Au Niger, qui a nationalisé en juin 2025 sa seule mine d’uranium en activité jusque-là exploitée par le groupe français Orano, le développement de nouveaux projets apparaît crucial pour soutenir la production nationale. Parmi eux, la future mine d’uranium Dasa, portée par le canadien Global Atomic, figure en bonne place. Mais le projet accuse désormais un retard significatif.
Initialement prévue pour le second semestre 2026, la mise en service de l’usine de traitement de Dasa est repoussée d’un an, au second semestre 2027. Global Atomic justifie ce report par des contraintes logistiques liées à la fermeture de la frontière avec le Bénin, ainsi que par des difficultés à finaliser le financement nécessaire à la construction de la mine.
Depuis le coup d’État de juillet 2023 ayant porté au pouvoir le général Abdourahamane Tiani, le Niger est privé de l’accès au port de Cotonou, historiquement la principale porte d’entrée pour ses importations et exportations. Si les autorités béninoises avaient initialement fermé la frontière, Niamey a par la suite maintenu cette situation, accusant Cotonou de coopérer avec la France dans un contexte de fortes tensions diplomatiques.

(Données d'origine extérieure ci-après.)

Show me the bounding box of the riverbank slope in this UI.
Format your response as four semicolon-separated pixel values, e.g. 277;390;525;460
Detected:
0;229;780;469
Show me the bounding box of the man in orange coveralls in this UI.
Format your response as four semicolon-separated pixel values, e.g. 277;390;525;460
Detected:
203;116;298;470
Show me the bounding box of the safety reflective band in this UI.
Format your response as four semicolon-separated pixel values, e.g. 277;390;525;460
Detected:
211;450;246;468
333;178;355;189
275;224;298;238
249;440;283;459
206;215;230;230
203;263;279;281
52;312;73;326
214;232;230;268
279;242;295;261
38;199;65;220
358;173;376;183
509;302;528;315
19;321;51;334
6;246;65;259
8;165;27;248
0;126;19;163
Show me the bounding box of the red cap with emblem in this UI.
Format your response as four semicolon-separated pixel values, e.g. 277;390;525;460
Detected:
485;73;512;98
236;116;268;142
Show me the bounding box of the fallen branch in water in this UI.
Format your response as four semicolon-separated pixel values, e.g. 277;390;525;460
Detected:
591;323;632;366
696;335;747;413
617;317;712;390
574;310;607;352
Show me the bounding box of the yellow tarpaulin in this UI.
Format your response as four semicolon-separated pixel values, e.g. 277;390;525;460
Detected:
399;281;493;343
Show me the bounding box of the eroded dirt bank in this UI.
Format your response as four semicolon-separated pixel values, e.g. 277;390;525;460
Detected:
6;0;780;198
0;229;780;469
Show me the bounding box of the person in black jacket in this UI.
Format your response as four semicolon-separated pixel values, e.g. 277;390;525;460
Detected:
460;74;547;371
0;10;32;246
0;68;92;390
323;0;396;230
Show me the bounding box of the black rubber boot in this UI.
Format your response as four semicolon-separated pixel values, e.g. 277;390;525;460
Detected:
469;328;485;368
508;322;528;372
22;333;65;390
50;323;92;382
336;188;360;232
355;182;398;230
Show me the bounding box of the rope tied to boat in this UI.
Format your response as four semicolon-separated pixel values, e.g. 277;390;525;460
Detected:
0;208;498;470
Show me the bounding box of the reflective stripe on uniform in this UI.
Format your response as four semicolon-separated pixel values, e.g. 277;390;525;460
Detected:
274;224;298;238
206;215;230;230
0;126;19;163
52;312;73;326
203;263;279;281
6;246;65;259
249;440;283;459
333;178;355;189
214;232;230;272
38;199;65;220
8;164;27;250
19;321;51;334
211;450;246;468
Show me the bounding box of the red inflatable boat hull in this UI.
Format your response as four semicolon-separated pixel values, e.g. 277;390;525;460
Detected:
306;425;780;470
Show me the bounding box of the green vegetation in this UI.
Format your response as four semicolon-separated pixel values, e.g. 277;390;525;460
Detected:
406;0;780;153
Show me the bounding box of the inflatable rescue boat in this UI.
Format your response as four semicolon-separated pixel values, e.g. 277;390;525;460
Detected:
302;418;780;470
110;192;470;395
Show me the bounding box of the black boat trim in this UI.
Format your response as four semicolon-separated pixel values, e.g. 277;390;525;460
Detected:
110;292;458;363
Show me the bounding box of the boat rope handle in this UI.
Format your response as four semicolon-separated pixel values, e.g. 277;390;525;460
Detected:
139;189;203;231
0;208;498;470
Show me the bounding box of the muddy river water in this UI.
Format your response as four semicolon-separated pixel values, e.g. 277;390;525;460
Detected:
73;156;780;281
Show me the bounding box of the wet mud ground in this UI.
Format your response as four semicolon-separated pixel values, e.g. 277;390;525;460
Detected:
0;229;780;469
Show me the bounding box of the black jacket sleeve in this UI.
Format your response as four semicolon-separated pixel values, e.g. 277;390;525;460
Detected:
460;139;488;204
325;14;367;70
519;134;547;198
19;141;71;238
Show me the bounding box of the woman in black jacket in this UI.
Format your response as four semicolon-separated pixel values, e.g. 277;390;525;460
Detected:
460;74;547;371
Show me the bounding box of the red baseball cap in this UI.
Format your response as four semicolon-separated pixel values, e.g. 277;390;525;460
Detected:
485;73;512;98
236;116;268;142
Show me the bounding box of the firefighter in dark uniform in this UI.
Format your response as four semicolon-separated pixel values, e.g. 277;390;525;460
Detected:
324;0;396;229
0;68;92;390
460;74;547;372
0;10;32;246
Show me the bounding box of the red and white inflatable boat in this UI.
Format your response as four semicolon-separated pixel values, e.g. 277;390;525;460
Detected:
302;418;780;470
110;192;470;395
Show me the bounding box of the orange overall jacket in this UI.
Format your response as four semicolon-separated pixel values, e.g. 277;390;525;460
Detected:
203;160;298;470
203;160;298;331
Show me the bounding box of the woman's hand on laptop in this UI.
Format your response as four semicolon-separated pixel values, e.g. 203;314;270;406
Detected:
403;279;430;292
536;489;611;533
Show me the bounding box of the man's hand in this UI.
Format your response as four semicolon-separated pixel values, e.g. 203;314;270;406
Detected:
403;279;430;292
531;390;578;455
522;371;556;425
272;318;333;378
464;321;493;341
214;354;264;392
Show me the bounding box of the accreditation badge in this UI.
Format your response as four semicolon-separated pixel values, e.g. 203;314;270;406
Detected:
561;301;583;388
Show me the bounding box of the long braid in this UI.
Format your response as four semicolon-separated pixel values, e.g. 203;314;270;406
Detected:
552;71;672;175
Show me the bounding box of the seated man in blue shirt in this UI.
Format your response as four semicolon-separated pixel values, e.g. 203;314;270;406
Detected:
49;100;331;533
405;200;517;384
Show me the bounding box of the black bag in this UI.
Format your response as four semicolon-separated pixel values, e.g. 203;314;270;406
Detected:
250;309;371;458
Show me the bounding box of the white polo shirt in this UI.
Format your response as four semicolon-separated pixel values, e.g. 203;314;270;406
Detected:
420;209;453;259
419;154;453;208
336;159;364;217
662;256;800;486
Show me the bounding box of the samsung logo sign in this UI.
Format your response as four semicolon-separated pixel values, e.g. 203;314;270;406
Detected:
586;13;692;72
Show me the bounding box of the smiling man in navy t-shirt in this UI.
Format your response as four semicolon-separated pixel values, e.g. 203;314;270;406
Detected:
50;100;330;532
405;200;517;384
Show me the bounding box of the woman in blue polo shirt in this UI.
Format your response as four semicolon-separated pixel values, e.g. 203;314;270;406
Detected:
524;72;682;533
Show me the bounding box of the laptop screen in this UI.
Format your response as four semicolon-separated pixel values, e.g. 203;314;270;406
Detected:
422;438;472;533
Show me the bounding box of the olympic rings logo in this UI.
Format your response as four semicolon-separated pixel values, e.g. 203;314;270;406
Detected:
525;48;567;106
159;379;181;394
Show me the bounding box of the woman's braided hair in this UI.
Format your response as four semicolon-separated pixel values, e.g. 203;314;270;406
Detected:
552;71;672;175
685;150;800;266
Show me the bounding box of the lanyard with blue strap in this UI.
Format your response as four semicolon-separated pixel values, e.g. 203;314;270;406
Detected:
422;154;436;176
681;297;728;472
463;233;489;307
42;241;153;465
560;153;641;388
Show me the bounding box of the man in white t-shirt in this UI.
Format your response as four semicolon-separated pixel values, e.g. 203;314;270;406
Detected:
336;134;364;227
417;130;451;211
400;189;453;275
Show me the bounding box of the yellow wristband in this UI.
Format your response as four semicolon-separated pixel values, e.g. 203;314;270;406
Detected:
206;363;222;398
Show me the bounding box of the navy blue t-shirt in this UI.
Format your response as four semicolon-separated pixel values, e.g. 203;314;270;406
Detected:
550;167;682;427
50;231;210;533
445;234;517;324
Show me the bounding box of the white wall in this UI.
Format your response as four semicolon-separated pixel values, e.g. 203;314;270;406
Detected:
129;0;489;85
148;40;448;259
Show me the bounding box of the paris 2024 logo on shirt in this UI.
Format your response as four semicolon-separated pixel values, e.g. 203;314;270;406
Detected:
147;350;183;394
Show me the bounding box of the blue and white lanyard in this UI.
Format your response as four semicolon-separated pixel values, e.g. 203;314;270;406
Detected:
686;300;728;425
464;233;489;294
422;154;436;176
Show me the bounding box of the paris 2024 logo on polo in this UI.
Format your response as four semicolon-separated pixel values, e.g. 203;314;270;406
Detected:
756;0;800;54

Contactée par Agence Ecofin, Global Atomic indique avoir dû recourir à « d’autres itinéraires » pour l’acheminement des équipements destinés au projet Dasa, une solution jugée plus longue et plus coûteuse. Bien que la compagnie n’ait pas précisé les routes alternatives utilisées, le port de Lomé, au Togo, s’est imposé ces derniers mois comme le principal point de transit pour le commerce nigérien. Cette option implique toutefois des délais supplémentaires et un passage par des zones instables du Burkina Faso, exposées à l’insécurité liée aux groupes armés.
Au-delà des contraintes logistiques, le contexte politique post-coup d’État a également pesé sur le financement du projet. Selon une étude de faisabilité publiée en 2024, l’investissement initial requis pour la mine Dasa est estimé à 424 millions de dollars. Global Atomic prévoit de mobiliser l’essentiel de ce montant via un emprunt, notamment auprès d’une banque américaine.
« À la suite du coup d’État au Niger en juillet 2023, ce financement a été retardé et n’a franchi que récemment la première étape du processus formel d’approbation de la banque », a indiqué un porte-parole de la compagnie, précisant que le lancement du traitement est désormais envisagé pour le second semestre 2027.
Cette nouvelle échéance reste toutefois conditionnée à l’obtention effective du financement. Si la banque américaine examine actuellement la demande, aucune décision définitive n’a encore été annoncée. En parallèle, Global Atomic explore des solutions alternatives et a sollicité l’appui du gouvernement canadien pour envisager un montage financier incluant la prise de participation minoritaire d’un investisseur public dans la filiale nigérienne du groupe en charge du projet Dasa.
Selon la World Nuclear Association, le Niger se classait en 2023 au 8ᵉ rang mondial des producteurs d’uranium, avec une production de 1 130 tonnes, représentant environ 2 % de l’offre mondiale. Dans ce contexte, le développement de Dasa demeure un enjeu stratégique pour l’avenir du secteur minier nigérien.